La Voyageuse des îles [Marie-Odile Ascher]

1848, dans une plantation coloniale à l’île Maurice. Sita, 12 ans, grandit sous les cris et les coups des maîtres, rêvant du jour où elle, l’orpheline, la servante, pourra échapper à sa condition et au mariage arrangé qui lui est destiné.
À la même époque en Bourgogne, Guillaume, l’instituteur du village, souhaite se bâtir un avenir différent de celui promis par sa naissance.
Sita et Guillaume, deux fortes têtes bien décidées à ne jamais se laisser soumettre par le destin, devront se battre pour leurs rêves, envers et contre tous.

Ce que j’en ai pensé : Le synopsis s’annonçait prometteur — une histoire d’amour et d’émancipation à l’époque coloniale marquée par le racisme et un ordre social rigide, le tout dans le décor tropical de l’île Maurice.

Une jeune servante indienne tient à échapper à sa condition et à un mariage arrangé, la norme dans la culture indienne.
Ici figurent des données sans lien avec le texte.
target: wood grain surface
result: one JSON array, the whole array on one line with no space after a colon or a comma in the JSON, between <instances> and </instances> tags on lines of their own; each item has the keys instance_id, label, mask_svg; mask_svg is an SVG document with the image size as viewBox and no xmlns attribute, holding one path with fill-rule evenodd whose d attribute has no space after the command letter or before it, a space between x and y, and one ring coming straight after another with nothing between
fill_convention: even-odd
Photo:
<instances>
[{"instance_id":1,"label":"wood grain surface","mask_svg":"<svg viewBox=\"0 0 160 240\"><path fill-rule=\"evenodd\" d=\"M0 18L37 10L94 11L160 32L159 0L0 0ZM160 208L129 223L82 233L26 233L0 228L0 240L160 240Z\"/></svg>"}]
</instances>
Impétueuse et avide d’indépendance, Sita apprend à lire et à écrire toute seule, ce qui lui vaudra l’admiration de Mademoiselle Charlotte, la fille des Casterlregnault, des planteurs français très attachés à l’ordre social. Cédant aux requêtes de leur fille, ils acceptent tout de même d’accueillir Sita comme demoiselle de chambre. Mary, la préceptrice anglaise, lui donne même des cours, épatée par les capacités de la jeune indienne.

En parallèle, le lecteur suit une histoire assez semblable avec Guillaume, un jeune homme ambitieux aux origines très modestes qui veut s’affranchir du carcan social dans lequel il se sent à l’étroit. Profitant d’un coup de pouce du destin, il va se réinventer très loin de sa campagne de Bourgogne. Son ascension sociale ne sera pas sans quelques remous, mais son rôle dans la vie de Sita sera crucial.

Entre Sita, une héroïne forte et avant-gardiste, et Guillaume, homme d’affaires audacieux et sensible, une histoire d’amour pourrait-elle s’épanouir malgré les médisances de la bonne société ?

La Voyageuse des îles est une bien jolie fresque historique. Forte d’une écriture riche et dense, l’histoire souffre tout de même d’un surplus de détails qui alourdit parfois la narration — exemple typique de « surécriture ». Le récit gagnerait à se délester d’un peu de fioritures descriptives pour dynamiser l’action.

Au-delà de ça, je conseille vraiment cette lecture pour sa perspective de la culture indienne, du féminisme et de l’époque coloniale à Maurice et à La Réunion. Je tiens à souligner que l’épilogue est particulièrement émouvant et réussi.